“The little chap did well,” Sands was saying; “I don’t dispute that. He’s a clever little player. What we want is a big player, a hard, experienced, steady man who can swat the ball for two or three bases when he hits it, and can stand the strain of the season without going up in the air.”
“I’d rather have a man that can hit often than one who sometimes hits hard,” replied the coach; “and as for throwing, give me brains and skill rather than muscle behind a ball any time. There is good baseball in the boy, and you ought not to discourage him. I don’t ask you to put him on the team; keep him as substitute if you wish, but watch him and help him and see what you can make of him.”
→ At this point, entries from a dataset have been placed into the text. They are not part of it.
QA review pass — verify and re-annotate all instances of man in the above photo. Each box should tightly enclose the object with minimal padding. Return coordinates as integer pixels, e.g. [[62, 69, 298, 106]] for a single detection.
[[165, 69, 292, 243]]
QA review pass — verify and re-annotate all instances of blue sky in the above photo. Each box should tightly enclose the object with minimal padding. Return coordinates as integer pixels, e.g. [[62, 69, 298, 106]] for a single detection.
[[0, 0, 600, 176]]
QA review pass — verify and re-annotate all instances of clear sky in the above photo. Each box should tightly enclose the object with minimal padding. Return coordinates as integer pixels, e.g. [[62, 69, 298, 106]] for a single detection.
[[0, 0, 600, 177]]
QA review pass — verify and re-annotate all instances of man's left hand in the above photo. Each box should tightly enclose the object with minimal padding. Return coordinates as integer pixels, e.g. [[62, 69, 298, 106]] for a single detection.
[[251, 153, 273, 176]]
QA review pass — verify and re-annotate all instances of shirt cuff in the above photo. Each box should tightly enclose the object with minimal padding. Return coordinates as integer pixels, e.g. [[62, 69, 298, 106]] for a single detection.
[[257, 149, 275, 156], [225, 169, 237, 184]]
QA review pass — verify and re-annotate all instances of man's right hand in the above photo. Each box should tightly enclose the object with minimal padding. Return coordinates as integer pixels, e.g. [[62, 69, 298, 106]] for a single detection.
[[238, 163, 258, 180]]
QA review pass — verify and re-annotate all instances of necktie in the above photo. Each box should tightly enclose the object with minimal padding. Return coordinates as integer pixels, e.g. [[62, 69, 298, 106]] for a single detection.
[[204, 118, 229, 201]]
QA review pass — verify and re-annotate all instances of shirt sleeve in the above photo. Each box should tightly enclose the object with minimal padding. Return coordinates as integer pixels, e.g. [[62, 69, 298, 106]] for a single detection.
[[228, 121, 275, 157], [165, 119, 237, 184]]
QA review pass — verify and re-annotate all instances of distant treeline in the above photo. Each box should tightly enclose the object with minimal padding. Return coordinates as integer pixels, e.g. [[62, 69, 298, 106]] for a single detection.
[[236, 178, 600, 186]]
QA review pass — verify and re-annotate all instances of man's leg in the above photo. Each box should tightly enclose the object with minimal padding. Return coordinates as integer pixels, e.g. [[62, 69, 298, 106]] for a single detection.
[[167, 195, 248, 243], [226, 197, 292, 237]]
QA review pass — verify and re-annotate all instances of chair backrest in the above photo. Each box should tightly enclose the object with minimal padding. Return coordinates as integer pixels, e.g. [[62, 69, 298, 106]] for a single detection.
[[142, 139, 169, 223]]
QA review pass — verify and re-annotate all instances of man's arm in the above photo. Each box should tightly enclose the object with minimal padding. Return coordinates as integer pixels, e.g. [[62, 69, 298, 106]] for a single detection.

So it happened that Phil was retained as substitute when the great majority of the candidates were dropped. Some said he ought to be on the team, some that it was gross favoritism not to fire him with the rest; but Phil himself was content to sit and watch, and do what he was told, and play when he had a chance with all the earnestness and strength and skill he had. And twice a week he turned out early for the six o’clock practice with Rowley.
CHAPTER XVII
A NOCTURNAL MYSTERY
For weeks Phil sat on the bench, a perpetual substitute, getting plenty of practice on practice days in all sorts of positions where he was useful, but always seeing others go into the game. The fielders that year were a remarkably healthy lot; they played game after game without accident or illness. Taylor, whose position at left-field Phil coveted, was playing his second year on the team, and felt his importance as a veteran who had already been tested under fire in a Hillbury game. He had the name of being a great hitter, and though his work during the season so far had not borne out this reputation, he occasionally made long drives that delighted the great mass of student supporters whose admiration is as intense as it is fitful. He was a safe catch on flies, and now and then did spectacular feats that had the same effect on the spectators as the occasional three-baggers. He had also acquired a striking way of opening his hands for the ball, which his admirers called an “awfully graceful catch”; and he took much apparent satisfaction in his general bearing and clothes. The other fielders, Vincent at right and Sudbury at centre, were steady, hard-working fellows, who did their duty at bat and in the field to the best of their ability, and did not know or care whether any one looked at them or not.
Curtis sat watching the play one Saturday afternoon, with Marks on the seat beside him emitting deep gulps of cigarette smoke and the usual unbroken stream of baseball chatter. It was a game with a team from one of the smaller colleges, which had defeated Hillbury eight to four and was now threatening to shut Seaton out altogether.
“What a fool that Taylor is!” said Curtis. “He’s just struck out again, and now pretends the umpire is unfair! That’s to save his face. I wonder why Sands doesn’t try some other man.”
“Some other man!” cried Marks, for a brief instant speechless with astonishment. “Why, he made a home run in the Colby game, and he’s about the prettiest fielder on the team.”
“Oh, yes; he’s pretty enough,” returned Curtis, “and knows it, too, but I’d have some other quality than prettiness on the field if the team were mine.”